GEOMETRIC and ELECTRONIC PROPERTIES of OLIGOMERS BASED ON LUORINATED THIOPHENES and 1H-PHOSPHOLES: N- VERSUS P-TYPE MATERIALS

Abstract

A series of oligothiophenes and novel oligophospholes, consisting of fluorinated and perfluoroarene-substituted structures, were investigated by using density functional theory (DFT) method. The study focused on the geometrical structures and electronic properties. The degree of p-conjugation in the neutral oligomers was studied by different approaches including analysis of predicted Raman spectra. The character of the charge carrier of the new substituted oligomers, either electron (n-type doping) or hole (p-type doping) transport, was predicted by comparing their properties, including the HOMO and LUMO energies, excitation energies, and reorganization energies, with those of their non-substituted parent oligomers. The DFT results are consistent with the available experimental data on the oligothiophenes for both geometries and conductivity properties.

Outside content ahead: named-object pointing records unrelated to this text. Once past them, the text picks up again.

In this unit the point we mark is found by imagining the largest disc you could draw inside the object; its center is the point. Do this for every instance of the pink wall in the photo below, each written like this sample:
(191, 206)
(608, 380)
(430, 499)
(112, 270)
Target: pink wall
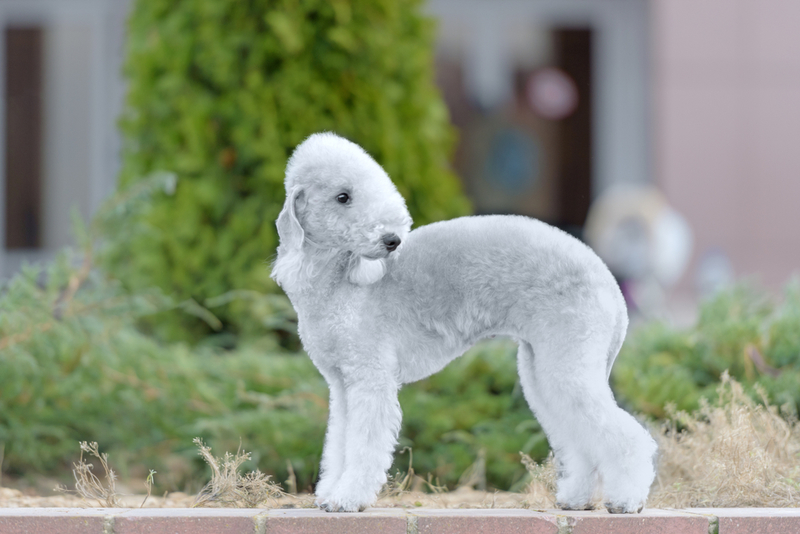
(726, 80)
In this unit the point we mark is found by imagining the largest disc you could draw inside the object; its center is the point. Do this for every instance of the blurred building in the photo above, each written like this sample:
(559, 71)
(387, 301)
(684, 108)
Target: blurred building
(555, 101)
(700, 98)
(62, 91)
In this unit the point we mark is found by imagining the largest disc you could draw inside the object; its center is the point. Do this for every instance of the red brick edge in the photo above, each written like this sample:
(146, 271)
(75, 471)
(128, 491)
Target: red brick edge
(394, 521)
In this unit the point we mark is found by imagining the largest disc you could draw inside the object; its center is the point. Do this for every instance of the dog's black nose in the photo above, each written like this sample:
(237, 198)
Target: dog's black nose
(391, 241)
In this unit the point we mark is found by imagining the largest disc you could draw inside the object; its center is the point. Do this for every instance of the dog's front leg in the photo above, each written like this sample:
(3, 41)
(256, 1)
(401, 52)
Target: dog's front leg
(373, 423)
(332, 464)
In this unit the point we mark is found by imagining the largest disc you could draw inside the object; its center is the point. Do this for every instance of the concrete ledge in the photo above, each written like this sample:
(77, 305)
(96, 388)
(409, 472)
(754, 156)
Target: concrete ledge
(394, 521)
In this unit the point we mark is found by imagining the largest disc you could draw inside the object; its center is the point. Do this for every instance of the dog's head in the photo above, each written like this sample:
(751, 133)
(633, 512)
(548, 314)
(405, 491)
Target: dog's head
(338, 199)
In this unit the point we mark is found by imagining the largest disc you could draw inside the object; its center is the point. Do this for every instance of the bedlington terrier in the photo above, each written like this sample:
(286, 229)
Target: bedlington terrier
(380, 306)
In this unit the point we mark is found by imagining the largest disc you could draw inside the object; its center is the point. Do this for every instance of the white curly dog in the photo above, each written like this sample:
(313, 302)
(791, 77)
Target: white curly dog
(380, 306)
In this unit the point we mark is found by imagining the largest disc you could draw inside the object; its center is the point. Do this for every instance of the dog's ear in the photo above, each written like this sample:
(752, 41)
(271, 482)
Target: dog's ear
(289, 229)
(289, 262)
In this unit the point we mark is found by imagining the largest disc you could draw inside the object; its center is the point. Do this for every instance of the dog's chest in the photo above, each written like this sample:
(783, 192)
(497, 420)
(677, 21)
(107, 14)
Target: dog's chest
(335, 330)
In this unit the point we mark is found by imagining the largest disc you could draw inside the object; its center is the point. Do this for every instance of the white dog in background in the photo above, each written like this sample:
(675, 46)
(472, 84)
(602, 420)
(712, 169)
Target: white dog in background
(380, 306)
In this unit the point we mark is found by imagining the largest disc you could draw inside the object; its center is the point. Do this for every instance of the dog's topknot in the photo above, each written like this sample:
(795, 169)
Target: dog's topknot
(327, 150)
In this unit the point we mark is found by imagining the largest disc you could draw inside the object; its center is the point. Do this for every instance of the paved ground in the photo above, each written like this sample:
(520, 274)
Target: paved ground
(394, 521)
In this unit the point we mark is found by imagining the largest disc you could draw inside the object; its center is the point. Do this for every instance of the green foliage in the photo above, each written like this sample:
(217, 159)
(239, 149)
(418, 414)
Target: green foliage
(756, 339)
(86, 372)
(221, 91)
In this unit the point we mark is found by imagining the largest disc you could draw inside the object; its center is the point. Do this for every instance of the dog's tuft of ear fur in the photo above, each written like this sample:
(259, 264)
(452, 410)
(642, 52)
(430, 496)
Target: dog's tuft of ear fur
(364, 272)
(287, 267)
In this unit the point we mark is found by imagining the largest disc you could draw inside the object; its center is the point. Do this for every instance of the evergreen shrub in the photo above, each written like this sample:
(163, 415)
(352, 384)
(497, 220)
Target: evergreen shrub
(757, 339)
(221, 91)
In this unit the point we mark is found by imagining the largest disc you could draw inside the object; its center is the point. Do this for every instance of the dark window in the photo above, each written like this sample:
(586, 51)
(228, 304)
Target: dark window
(23, 137)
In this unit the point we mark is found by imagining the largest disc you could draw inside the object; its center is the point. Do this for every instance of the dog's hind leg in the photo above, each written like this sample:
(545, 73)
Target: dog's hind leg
(373, 423)
(582, 417)
(577, 474)
(332, 464)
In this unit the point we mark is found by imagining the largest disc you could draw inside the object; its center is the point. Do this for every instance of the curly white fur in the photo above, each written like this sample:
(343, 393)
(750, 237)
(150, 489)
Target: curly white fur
(373, 318)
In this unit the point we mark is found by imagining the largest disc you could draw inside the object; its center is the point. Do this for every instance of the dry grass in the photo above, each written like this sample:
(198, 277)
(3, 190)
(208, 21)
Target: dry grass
(88, 486)
(736, 453)
(229, 488)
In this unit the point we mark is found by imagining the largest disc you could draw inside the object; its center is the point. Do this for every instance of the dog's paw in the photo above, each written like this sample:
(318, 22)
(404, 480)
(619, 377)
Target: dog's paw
(333, 506)
(624, 509)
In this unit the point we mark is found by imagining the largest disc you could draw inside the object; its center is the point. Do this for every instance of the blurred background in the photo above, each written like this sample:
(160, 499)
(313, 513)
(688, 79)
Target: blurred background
(663, 133)
(555, 103)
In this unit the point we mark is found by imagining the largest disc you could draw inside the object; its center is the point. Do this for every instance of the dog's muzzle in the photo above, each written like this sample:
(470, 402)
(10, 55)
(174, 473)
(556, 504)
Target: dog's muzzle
(391, 241)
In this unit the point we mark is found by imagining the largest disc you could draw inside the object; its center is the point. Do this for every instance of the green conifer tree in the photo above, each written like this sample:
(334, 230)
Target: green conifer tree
(221, 91)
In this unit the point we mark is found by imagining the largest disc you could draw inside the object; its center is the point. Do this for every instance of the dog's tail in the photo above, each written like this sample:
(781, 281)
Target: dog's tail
(620, 329)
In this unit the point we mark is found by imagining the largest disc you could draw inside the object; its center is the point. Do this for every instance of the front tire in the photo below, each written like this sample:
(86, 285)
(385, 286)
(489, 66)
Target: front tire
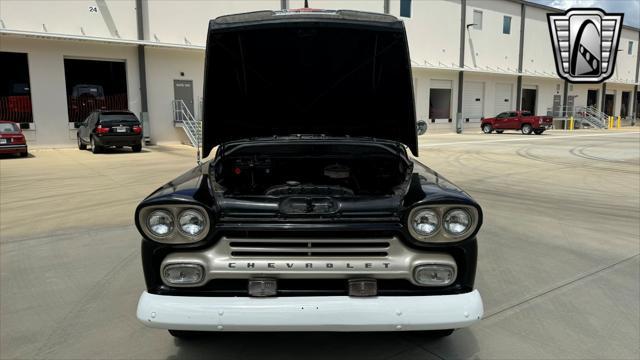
(94, 147)
(186, 335)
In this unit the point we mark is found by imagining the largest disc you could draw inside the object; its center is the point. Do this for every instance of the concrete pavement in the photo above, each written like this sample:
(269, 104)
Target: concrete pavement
(559, 266)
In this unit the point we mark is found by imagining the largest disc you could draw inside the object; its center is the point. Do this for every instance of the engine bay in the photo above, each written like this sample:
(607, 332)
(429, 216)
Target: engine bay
(314, 170)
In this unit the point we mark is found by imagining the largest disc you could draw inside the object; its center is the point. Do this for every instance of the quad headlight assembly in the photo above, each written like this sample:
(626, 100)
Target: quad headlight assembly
(174, 224)
(442, 223)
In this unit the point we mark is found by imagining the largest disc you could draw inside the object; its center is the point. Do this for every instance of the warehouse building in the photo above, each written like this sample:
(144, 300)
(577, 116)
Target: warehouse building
(471, 59)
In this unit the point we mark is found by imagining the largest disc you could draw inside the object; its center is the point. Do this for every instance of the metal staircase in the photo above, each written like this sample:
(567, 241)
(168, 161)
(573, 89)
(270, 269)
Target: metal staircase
(585, 115)
(593, 116)
(183, 117)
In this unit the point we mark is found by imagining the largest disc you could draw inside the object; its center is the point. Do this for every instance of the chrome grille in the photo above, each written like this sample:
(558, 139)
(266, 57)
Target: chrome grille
(309, 247)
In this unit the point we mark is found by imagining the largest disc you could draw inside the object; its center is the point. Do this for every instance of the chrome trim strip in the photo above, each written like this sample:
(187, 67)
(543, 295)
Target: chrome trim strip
(310, 313)
(399, 262)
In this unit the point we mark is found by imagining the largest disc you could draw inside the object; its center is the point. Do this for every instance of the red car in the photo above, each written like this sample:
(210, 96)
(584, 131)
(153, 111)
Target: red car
(12, 140)
(517, 120)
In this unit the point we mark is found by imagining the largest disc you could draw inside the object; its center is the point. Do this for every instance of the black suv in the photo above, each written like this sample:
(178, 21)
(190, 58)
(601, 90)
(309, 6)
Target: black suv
(107, 128)
(312, 215)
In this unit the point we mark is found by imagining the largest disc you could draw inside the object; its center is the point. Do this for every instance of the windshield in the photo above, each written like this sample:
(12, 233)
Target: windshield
(8, 128)
(123, 118)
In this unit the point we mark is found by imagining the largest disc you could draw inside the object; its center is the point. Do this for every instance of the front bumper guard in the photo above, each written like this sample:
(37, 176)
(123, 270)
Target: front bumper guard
(317, 313)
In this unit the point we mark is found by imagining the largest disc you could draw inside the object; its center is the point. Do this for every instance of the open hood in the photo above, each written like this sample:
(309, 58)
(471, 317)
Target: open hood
(334, 73)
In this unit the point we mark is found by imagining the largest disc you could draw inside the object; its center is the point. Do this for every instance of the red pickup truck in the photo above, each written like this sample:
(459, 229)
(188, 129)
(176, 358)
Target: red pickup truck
(517, 120)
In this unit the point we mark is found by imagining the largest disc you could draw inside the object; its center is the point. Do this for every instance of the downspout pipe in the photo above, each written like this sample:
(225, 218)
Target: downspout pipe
(463, 28)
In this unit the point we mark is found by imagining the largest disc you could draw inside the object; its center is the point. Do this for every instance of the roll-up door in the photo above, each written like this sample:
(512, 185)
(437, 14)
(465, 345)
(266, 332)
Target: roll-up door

The results strongly suggest that an effective way of designing new materials with n-type conductivity is to introduce electron-withdrawing groups into the oligomer backbone. Interesting results were also obtained for oligomers based on 1H-phospholes, which are predicted to have interesting properties as new semiconductor materials..

DFT, HOMO, LUMO, oligothiophenes, oligophospholes